Furthermore, 82 of the cases were identified as PTIA, giving a rate of 0.43% in the analysis cohort. A total of 6500 (34.4%) patients were female, and the median age of all patients was 68 (q1–q3, 59–76). Equally, 17,474 (92.5%) were white, 910 (4.8%) were black, and 490 (2.6%) were other races. The main comorbidities in the population included 7131 (37.7%) patients that had diabetes, 5753 (30.48%) patients that had previous heart failure, 15,808 (83.7%) patients that had hypertension, and 7857 (41.6%) that had previous myocardial infarctions. (Table 1).

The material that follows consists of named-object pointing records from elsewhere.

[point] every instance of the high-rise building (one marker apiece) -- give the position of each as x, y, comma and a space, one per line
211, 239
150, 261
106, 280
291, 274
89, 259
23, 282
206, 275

3.2. PTIA and Hospital Utilization
A total of 6502 (34.5%) patients had extended lengths of stay (patient in ICU for over 3 days or total length of stay over 14 days) with the median stay at 8 (q1–q3, 5–12) days after surgery. Logistic regression for longer hospitalization showed that PTIA (HR: 2.199 [95% CI: 1.416–3.416], p < 0.001), being female (HR: 1.216 [95% CI: 1.141–1.296], p < 0.001), diabetes (HR: 1.267 [95% CI: 1.191–1.349], p < 0.001), prior heart failure (HR: 1.421 [95% CI: 1.330–1.518], p < 0.0001), and cerebrovascular accidents (HR: 1.695 [95% CI: 1.534–1.873], p < 0.0001) were all associated with increased utilization rates. Surprisingly, higher age (HR: 0.993 [95% CI: 0.990–0.995], p < 0.0001) was negatively associated with longer hospitalization (Table 2).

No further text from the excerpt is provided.